I'm building an LSTM, for a report, and would like to summarize things about it. However, I've seen two different ways to build an LSTM in Keras that yield two different values for the number of parameters.
I'd like to understand why the parameters differ in this way.
This question correctly shows why this code
from keras.models import Sequential
from keras.layers import Dense, Dropout, Activation
from keras.layers import Embedding
from keras.layers import LSTM
model = Sequential()
model.add(LSTM(256, input_dim=4096, input_length=16))
model.summary()
results in 4457472 parameters.
From what I can tell, the following two LSTMs should be the same
m2 = Sequential()
m2.add(LSTM(1, input_dim=5, input_length=1))
m2.summary()
m3 = Sequential()
m3.add(LSTM((1),batch_input_shape=(None,5,1)))
m3.summary()
However, the m2
results in 28
parameters, but the m3
results in 12
parameters. Why?
How is 12 being calculated for a 1 unit LSTM with a 5-dim input?

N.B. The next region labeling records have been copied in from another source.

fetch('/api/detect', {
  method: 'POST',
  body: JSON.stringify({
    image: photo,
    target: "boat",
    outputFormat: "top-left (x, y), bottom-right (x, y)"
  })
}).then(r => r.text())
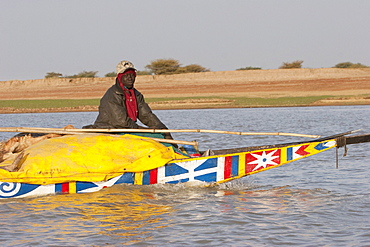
top-left (0, 128), bottom-right (370, 199)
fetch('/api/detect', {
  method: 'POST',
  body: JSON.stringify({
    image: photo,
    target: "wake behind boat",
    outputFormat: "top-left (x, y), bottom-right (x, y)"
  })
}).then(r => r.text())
top-left (0, 128), bottom-right (370, 199)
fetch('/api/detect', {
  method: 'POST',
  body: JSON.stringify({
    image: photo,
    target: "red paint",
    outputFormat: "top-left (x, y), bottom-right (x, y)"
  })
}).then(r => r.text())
top-left (224, 156), bottom-right (233, 179)
top-left (295, 145), bottom-right (310, 156)
top-left (149, 168), bottom-right (158, 184)
top-left (62, 183), bottom-right (69, 193)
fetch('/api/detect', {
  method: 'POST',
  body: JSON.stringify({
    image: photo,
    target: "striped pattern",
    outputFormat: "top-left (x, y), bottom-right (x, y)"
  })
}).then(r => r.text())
top-left (0, 140), bottom-right (336, 199)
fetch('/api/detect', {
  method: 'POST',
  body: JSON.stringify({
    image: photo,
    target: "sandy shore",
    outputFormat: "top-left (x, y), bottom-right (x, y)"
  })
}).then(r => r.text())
top-left (0, 68), bottom-right (370, 112)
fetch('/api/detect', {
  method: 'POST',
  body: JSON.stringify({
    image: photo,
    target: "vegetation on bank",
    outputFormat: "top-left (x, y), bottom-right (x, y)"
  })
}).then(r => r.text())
top-left (0, 95), bottom-right (370, 113)
top-left (45, 58), bottom-right (369, 78)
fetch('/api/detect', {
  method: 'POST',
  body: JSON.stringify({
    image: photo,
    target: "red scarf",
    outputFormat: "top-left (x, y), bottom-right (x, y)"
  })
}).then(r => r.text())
top-left (117, 70), bottom-right (138, 122)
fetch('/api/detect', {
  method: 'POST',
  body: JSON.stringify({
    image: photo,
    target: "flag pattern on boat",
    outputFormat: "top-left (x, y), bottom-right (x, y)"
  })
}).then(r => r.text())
top-left (0, 140), bottom-right (336, 199)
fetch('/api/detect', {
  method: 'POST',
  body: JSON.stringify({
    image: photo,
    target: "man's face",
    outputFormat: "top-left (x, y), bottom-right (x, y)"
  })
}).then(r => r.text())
top-left (122, 73), bottom-right (136, 89)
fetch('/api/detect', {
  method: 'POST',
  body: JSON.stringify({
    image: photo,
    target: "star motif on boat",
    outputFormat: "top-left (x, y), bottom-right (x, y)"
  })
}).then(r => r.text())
top-left (249, 150), bottom-right (279, 171)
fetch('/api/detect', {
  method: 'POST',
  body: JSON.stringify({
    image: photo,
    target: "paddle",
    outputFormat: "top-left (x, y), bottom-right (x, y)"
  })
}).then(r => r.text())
top-left (0, 127), bottom-right (320, 139)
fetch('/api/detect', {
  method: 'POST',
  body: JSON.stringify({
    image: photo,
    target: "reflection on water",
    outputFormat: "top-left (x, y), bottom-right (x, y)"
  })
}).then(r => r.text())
top-left (0, 106), bottom-right (370, 246)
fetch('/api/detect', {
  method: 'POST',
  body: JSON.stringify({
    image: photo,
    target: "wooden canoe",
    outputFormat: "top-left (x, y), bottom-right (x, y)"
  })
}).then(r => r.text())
top-left (0, 132), bottom-right (370, 199)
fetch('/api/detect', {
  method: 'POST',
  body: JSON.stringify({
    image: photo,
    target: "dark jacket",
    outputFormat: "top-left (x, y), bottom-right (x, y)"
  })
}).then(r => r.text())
top-left (83, 83), bottom-right (167, 129)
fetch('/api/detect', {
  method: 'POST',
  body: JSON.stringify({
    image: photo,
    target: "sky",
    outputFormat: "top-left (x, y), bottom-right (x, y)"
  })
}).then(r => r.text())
top-left (0, 0), bottom-right (370, 81)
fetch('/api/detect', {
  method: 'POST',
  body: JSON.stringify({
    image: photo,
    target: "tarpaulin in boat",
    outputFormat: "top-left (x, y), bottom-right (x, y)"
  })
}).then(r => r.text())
top-left (0, 134), bottom-right (185, 184)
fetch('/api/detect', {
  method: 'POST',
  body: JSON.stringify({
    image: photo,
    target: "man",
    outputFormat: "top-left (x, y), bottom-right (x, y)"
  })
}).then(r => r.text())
top-left (83, 61), bottom-right (172, 139)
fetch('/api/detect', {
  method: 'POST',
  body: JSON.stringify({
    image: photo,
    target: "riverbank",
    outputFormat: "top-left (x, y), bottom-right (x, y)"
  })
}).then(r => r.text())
top-left (0, 68), bottom-right (370, 113)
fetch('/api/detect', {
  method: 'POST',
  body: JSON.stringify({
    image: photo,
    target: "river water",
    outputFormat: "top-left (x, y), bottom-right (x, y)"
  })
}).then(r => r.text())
top-left (0, 106), bottom-right (370, 246)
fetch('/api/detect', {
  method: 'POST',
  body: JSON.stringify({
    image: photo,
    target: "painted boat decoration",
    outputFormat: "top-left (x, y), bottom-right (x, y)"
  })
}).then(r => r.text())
top-left (0, 128), bottom-right (370, 199)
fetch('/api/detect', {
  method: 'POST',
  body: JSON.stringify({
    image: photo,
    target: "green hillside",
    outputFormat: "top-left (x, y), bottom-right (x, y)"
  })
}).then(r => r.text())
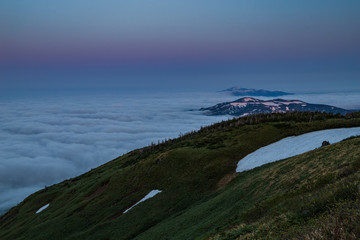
top-left (0, 112), bottom-right (360, 240)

Included the warning message. Hope it is helpful.
Output
_________________________________________________________________
Layer (type) Output Shape Param #
=================================================================
lstm_1 (LSTM) (None, 256) 4457472
=================================================================
Total params: 4,457,472
Trainable params: 4,457,472
Non-trainable params: 0
_________________________________________________________________
Warning (from warnings module):
File "difparam.py", line 11
m2.add(LSTM(1, input_dim=5, input_length=1))
UserWarning: The `input_dim` and `input_length` arguments in recurrent layers are deprecated. Use `input_shape` instead.

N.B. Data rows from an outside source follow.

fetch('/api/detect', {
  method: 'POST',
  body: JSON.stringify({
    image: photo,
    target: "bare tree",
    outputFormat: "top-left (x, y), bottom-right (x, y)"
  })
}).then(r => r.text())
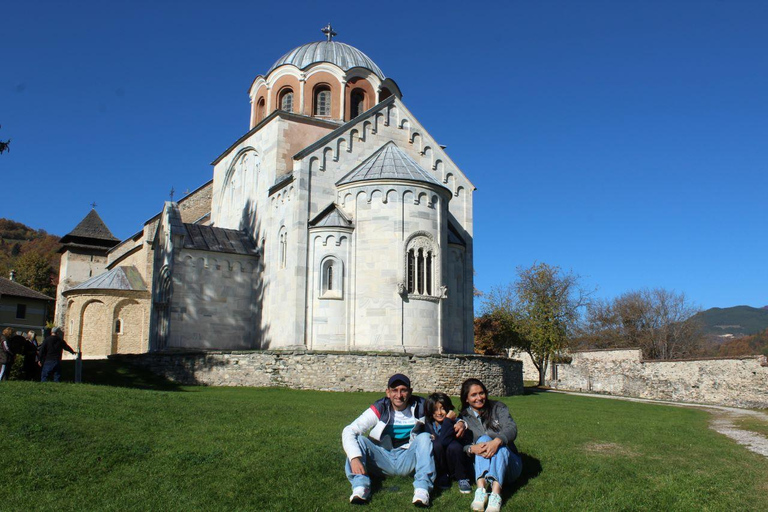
top-left (483, 263), bottom-right (591, 386)
top-left (580, 288), bottom-right (701, 359)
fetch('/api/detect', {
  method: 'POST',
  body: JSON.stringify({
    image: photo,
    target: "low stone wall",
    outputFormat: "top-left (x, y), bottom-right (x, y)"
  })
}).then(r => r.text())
top-left (110, 351), bottom-right (523, 396)
top-left (547, 349), bottom-right (768, 408)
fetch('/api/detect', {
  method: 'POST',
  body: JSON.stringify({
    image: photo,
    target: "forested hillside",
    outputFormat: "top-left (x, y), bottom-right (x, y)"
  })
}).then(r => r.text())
top-left (0, 219), bottom-right (60, 297)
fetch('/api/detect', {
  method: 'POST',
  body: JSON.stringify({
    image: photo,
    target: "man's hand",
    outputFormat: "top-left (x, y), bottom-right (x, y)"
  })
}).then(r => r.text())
top-left (453, 420), bottom-right (467, 439)
top-left (349, 457), bottom-right (365, 475)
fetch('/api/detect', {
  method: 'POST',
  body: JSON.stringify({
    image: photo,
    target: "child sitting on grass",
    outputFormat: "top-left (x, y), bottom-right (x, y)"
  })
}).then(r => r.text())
top-left (424, 393), bottom-right (472, 494)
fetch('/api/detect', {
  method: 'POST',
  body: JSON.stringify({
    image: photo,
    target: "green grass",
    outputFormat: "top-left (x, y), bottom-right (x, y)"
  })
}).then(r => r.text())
top-left (0, 362), bottom-right (768, 512)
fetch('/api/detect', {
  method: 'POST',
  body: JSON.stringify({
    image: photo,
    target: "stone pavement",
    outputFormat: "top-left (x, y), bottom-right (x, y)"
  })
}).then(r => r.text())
top-left (546, 389), bottom-right (768, 457)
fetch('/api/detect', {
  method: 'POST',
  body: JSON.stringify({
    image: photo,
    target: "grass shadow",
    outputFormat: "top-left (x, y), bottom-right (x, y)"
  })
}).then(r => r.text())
top-left (501, 452), bottom-right (543, 501)
top-left (61, 359), bottom-right (184, 391)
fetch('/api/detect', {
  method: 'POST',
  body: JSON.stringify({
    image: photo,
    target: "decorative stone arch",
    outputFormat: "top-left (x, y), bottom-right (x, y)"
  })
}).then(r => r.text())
top-left (402, 231), bottom-right (441, 299)
top-left (318, 254), bottom-right (344, 299)
top-left (77, 299), bottom-right (106, 358)
top-left (320, 148), bottom-right (333, 171)
top-left (217, 146), bottom-right (261, 220)
top-left (277, 224), bottom-right (288, 270)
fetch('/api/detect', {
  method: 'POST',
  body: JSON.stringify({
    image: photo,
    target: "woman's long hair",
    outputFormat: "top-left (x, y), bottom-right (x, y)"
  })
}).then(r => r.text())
top-left (460, 379), bottom-right (491, 427)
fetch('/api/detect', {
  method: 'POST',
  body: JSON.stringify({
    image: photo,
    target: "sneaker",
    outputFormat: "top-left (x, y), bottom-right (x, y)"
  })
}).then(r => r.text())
top-left (472, 487), bottom-right (488, 512)
top-left (485, 492), bottom-right (501, 512)
top-left (413, 489), bottom-right (429, 507)
top-left (349, 487), bottom-right (371, 505)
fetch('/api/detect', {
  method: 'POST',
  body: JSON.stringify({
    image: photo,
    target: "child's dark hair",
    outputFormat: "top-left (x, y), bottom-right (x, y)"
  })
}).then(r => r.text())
top-left (425, 393), bottom-right (454, 420)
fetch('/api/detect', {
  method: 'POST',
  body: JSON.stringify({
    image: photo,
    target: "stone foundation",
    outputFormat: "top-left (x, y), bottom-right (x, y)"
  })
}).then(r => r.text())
top-left (110, 351), bottom-right (523, 396)
top-left (547, 349), bottom-right (768, 408)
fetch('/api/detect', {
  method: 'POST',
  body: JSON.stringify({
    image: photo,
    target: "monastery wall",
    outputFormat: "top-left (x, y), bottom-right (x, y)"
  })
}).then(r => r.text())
top-left (547, 349), bottom-right (768, 408)
top-left (113, 351), bottom-right (523, 396)
top-left (168, 249), bottom-right (258, 350)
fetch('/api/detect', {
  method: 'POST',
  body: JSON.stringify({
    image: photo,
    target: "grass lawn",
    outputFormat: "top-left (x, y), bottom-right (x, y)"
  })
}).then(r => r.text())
top-left (0, 362), bottom-right (768, 512)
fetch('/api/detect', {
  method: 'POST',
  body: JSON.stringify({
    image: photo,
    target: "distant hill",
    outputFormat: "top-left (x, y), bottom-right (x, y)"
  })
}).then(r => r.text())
top-left (0, 219), bottom-right (61, 294)
top-left (693, 306), bottom-right (768, 336)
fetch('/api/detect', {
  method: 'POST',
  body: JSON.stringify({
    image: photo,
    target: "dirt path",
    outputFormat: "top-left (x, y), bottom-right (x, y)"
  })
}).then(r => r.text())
top-left (548, 390), bottom-right (768, 457)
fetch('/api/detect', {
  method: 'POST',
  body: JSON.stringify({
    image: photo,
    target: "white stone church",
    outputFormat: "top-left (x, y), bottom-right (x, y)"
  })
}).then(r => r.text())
top-left (57, 26), bottom-right (474, 357)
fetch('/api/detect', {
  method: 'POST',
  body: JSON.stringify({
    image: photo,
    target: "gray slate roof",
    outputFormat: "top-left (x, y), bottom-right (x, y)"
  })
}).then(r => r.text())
top-left (61, 210), bottom-right (120, 243)
top-left (0, 277), bottom-right (53, 300)
top-left (336, 141), bottom-right (446, 188)
top-left (267, 41), bottom-right (386, 80)
top-left (184, 224), bottom-right (258, 255)
top-left (67, 266), bottom-right (147, 292)
top-left (309, 203), bottom-right (353, 228)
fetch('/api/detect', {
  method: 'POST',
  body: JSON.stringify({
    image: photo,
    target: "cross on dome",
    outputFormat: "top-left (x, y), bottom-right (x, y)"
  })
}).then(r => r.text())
top-left (320, 21), bottom-right (338, 41)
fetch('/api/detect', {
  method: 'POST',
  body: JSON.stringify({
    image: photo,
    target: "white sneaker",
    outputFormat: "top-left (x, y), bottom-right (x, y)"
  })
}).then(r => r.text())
top-left (471, 487), bottom-right (488, 512)
top-left (485, 492), bottom-right (501, 512)
top-left (349, 487), bottom-right (371, 505)
top-left (413, 489), bottom-right (429, 507)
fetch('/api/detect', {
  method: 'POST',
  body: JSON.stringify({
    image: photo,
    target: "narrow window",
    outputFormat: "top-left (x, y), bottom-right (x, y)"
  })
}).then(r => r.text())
top-left (349, 89), bottom-right (365, 119)
top-left (256, 98), bottom-right (267, 123)
top-left (426, 251), bottom-right (432, 295)
top-left (315, 86), bottom-right (331, 117)
top-left (408, 249), bottom-right (416, 293)
top-left (416, 249), bottom-right (424, 295)
top-left (280, 89), bottom-right (293, 112)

Warning (from warnings module):
File "difparam.py", line 11
m2.add(LSTM(1, input_dim=5, input_length=1))
UserWarning: Update your `LSTM` call to the Keras 2 API: `LSTM(1, input_shape=(1, 5))`
_________________________________________________________________
Layer (type) Output Shape Param #
=================================================================
lstm_2 (LSTM) (None, 1) 28
=================================================================
Total params: 28
Trainable params: 28
Non-trainable params: 0
_________________________________________________________________
_________________________________________________________________
Layer (type) Output Shape Param #
=================================================================
lstm_3 (LSTM) (None, 1) 12
=================================================================
Total params: 12
Trainable params: 12
Non-trainable params: 0
_________________________________________________________________
m2 was built based on info from the Stack Overflow question, and m3 was built based on this video from YouTube.